Bilateral Femoral Neck Fractures in A Young Patient Suffering from Hypophosphatasia, Due to A First Time Epileptic Seizure

What to Learn from this Article?

Patients suffering from hypophosphatasia may incur fractures with trivial injuries. Their management differs with emphasis on a multi-disciplinary approach and delayed mobilization until their is radiological evidence of bone healing.

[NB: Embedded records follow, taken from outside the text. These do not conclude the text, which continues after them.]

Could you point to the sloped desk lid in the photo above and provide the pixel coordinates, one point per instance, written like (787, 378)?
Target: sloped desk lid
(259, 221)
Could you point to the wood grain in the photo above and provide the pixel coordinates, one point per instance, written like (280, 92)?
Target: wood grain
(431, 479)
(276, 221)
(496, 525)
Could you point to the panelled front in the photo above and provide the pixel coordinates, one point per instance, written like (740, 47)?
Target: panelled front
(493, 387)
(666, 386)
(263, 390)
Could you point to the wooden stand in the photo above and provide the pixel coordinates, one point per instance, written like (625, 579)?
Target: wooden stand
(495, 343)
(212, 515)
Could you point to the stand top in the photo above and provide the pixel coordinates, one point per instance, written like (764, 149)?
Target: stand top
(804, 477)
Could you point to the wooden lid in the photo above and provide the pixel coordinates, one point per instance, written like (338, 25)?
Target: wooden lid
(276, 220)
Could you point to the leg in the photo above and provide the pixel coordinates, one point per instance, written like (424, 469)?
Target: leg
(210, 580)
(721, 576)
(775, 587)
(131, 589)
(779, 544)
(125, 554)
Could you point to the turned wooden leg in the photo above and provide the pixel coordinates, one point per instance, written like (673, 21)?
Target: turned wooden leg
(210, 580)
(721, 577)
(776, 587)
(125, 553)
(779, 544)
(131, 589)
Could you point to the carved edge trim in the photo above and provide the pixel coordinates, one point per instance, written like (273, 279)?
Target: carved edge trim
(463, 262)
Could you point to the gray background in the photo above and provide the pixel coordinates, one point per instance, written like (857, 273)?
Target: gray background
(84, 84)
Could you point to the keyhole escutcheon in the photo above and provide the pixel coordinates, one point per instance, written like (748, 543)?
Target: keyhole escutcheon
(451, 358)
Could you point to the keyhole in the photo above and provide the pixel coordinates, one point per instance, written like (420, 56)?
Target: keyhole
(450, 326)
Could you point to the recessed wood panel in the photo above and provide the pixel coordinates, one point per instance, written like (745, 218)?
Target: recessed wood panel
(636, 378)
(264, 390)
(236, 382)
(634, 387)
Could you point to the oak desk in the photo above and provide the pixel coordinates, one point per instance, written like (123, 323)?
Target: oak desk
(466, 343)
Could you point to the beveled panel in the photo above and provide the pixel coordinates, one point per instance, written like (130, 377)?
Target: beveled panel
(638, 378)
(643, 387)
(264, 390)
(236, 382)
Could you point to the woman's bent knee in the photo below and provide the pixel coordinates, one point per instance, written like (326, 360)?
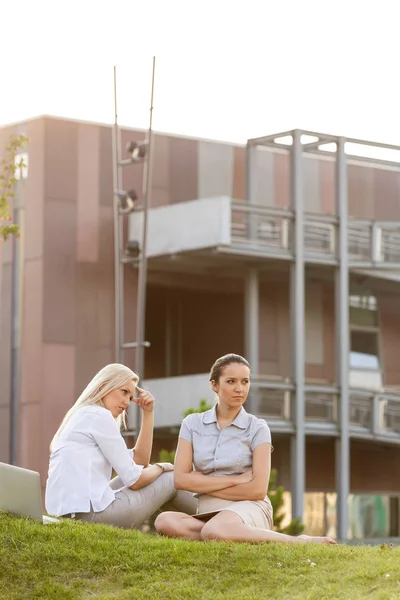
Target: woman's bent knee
(171, 524)
(211, 531)
(165, 522)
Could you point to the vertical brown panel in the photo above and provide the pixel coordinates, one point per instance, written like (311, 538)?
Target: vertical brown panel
(160, 171)
(31, 342)
(131, 290)
(282, 179)
(320, 465)
(284, 344)
(327, 186)
(33, 427)
(386, 195)
(389, 316)
(61, 138)
(59, 272)
(87, 234)
(269, 337)
(329, 333)
(5, 358)
(239, 173)
(361, 191)
(106, 167)
(33, 191)
(212, 325)
(183, 169)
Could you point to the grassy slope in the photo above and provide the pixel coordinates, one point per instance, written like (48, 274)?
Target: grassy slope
(78, 561)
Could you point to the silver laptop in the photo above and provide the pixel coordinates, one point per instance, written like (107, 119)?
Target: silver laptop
(20, 493)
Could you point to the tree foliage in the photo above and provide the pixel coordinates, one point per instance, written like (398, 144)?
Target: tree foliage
(9, 166)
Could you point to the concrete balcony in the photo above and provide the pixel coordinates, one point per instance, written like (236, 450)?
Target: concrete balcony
(372, 415)
(213, 226)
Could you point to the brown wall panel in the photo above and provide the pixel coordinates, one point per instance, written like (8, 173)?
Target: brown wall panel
(31, 341)
(33, 191)
(5, 335)
(61, 156)
(386, 195)
(33, 427)
(361, 191)
(212, 326)
(183, 169)
(106, 167)
(389, 315)
(59, 272)
(87, 223)
(4, 433)
(282, 180)
(327, 186)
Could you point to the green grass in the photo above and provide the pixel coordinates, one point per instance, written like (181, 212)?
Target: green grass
(72, 560)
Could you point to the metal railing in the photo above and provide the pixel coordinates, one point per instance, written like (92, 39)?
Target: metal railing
(377, 414)
(270, 230)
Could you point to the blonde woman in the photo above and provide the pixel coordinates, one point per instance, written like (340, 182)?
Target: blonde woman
(88, 445)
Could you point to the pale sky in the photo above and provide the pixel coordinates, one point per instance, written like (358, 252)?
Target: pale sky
(225, 69)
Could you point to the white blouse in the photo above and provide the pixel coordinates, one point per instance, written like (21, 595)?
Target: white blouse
(81, 463)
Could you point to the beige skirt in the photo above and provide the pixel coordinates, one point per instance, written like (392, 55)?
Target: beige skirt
(257, 513)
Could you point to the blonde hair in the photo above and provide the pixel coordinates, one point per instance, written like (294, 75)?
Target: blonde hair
(108, 379)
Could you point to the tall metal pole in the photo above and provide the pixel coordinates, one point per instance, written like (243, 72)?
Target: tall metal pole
(118, 235)
(252, 330)
(142, 280)
(297, 303)
(342, 345)
(16, 319)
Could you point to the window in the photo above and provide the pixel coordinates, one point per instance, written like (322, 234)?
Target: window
(365, 363)
(364, 350)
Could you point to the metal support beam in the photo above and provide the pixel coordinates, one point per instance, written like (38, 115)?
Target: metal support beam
(16, 318)
(118, 236)
(342, 345)
(252, 329)
(297, 304)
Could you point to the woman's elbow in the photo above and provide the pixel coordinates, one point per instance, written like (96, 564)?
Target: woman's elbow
(179, 481)
(259, 493)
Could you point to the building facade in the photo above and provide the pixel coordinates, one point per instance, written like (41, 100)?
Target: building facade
(286, 251)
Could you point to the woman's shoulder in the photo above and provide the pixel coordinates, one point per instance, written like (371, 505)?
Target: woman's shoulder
(93, 411)
(256, 423)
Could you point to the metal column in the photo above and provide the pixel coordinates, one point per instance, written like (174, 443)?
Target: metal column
(297, 304)
(342, 345)
(118, 235)
(252, 328)
(16, 317)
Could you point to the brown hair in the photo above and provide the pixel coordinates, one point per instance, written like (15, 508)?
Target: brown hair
(224, 361)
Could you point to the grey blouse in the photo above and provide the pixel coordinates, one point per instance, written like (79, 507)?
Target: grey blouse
(227, 451)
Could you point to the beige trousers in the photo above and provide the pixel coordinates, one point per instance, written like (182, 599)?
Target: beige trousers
(132, 507)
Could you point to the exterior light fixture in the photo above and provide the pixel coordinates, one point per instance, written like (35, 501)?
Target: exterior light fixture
(137, 150)
(126, 201)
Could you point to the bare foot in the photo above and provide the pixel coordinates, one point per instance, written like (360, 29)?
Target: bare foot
(309, 539)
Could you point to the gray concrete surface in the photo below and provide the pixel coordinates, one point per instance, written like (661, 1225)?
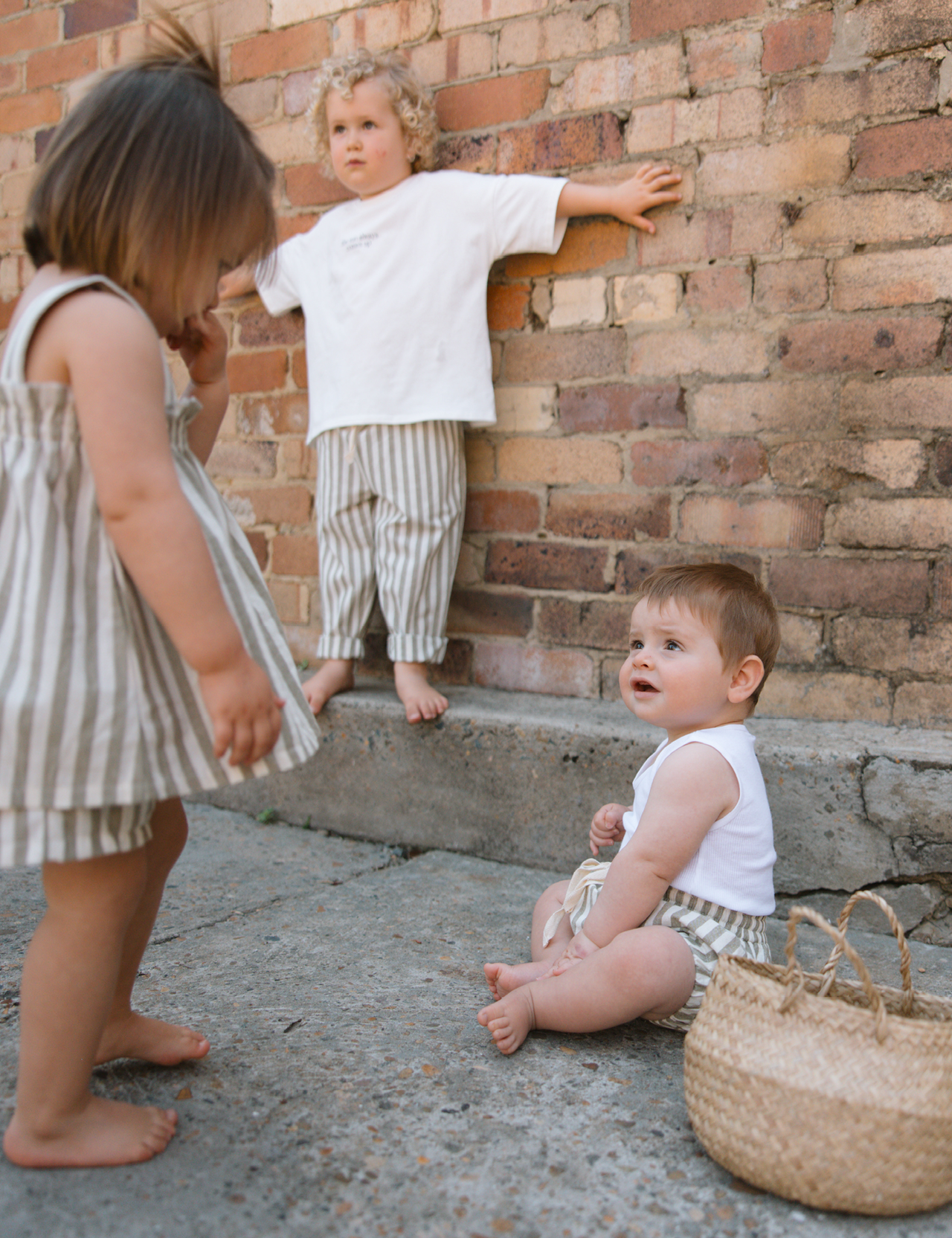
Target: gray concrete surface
(350, 1092)
(514, 775)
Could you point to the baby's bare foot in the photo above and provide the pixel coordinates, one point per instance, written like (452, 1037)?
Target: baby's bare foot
(337, 675)
(103, 1133)
(421, 699)
(150, 1040)
(501, 978)
(510, 1020)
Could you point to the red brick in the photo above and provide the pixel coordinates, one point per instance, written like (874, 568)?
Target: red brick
(649, 18)
(490, 615)
(546, 566)
(258, 328)
(797, 42)
(294, 48)
(565, 357)
(506, 306)
(634, 565)
(863, 344)
(620, 406)
(492, 102)
(586, 248)
(561, 144)
(682, 462)
(307, 186)
(62, 63)
(257, 372)
(786, 524)
(592, 624)
(890, 151)
(294, 555)
(87, 16)
(874, 586)
(613, 516)
(718, 290)
(520, 669)
(512, 512)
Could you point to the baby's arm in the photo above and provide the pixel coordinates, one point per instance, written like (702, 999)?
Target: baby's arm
(627, 201)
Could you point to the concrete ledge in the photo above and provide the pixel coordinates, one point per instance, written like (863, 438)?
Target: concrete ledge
(516, 777)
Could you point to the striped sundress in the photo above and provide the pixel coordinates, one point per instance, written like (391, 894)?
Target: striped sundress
(97, 707)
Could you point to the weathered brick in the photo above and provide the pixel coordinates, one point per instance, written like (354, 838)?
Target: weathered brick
(560, 461)
(718, 290)
(900, 278)
(697, 352)
(879, 586)
(861, 344)
(650, 19)
(872, 219)
(800, 41)
(889, 151)
(785, 524)
(586, 246)
(784, 167)
(520, 669)
(643, 74)
(542, 565)
(294, 555)
(686, 461)
(620, 406)
(905, 402)
(561, 358)
(490, 615)
(492, 102)
(646, 298)
(512, 512)
(556, 144)
(611, 516)
(592, 624)
(831, 696)
(896, 524)
(280, 50)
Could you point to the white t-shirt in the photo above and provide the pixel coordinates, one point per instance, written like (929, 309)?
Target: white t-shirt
(394, 292)
(734, 863)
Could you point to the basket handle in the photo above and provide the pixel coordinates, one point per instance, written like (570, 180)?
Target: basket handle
(794, 975)
(905, 961)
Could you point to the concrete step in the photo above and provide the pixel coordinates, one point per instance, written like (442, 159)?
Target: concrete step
(516, 777)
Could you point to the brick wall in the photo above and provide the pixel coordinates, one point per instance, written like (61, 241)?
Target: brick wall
(767, 380)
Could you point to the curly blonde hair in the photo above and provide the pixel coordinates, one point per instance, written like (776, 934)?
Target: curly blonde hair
(413, 103)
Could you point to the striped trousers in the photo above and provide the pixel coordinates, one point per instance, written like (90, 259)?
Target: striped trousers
(390, 504)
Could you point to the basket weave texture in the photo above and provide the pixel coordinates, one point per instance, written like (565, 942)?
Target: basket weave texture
(834, 1094)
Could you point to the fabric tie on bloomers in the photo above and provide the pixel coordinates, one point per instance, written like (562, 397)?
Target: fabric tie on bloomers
(581, 895)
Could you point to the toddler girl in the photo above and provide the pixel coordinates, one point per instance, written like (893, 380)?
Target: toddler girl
(139, 654)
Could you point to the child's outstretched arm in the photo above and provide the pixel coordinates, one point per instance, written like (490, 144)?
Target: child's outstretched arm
(628, 201)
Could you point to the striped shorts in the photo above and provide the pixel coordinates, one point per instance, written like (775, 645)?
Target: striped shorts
(33, 836)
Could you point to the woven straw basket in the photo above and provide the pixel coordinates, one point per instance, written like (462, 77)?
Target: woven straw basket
(834, 1094)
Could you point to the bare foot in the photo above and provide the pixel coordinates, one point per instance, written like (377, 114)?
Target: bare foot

Case Report | Volume 5 | Issue 3 | JOCR July-Sep 2015 | Page 66-68 | N Sharma, E Bache, T Clare. DOI: 10.13107/jocr.2250-0685.312.


Authors: N Sharma[1], E Bache[2], T Clare[3].

[1] Department of Orthopedics, Royal Stoke Hospital, University hospital of North Midlands. UK.
[2] Department of Orthopedics, Royal Orthopedic Hospital. UK.
[3] Department of Orthopedics, Russells Hall Hospital. UK.

Address of Correspondence

Dr. Nikhil Sharma
28 Buckingham Road, Penn, Wolverhampton, WV4-5TJ, West-Midlands, UK.
Email – n-sharma@doctors.org.uk


Abstract

Introduction: We report a case of an adolescent sustaining bilateral femoral neck fractures due to a first time epileptic seizure, as a result of expansion of his known syrinx.

Case Report: A 19-year-old patient suffering from hypophosphatasia (HPP), Arnold-Chiari malformation, and a ventriculoperitoneal shunt sustained a trivial fall with profound pain and an inability to mobilize. Radiographs demonstrated a right-sided Garden-4 femoral neck and left-sided multi-fragmentary intracapsular/extracapsular fractures. The patient had previously suffered bilateral proximal femoral shaft fractures, treated with intramedullary unlocked nail fixation that was still in situ. Operative treatment with an exchange to Synthes Adolescent Lateral Recon nail was performed on the right with two Recon screws inserted into the femoral head. On the left, the existing Pedinail was preserved with an additional single screw inserted into the femoral head. In addition, 3 months of non-mobilization was required for adequate bone healing. After 1-year from time of injury, there is no avascular necrosis on radiographs and the patient is mobilizing pain-free.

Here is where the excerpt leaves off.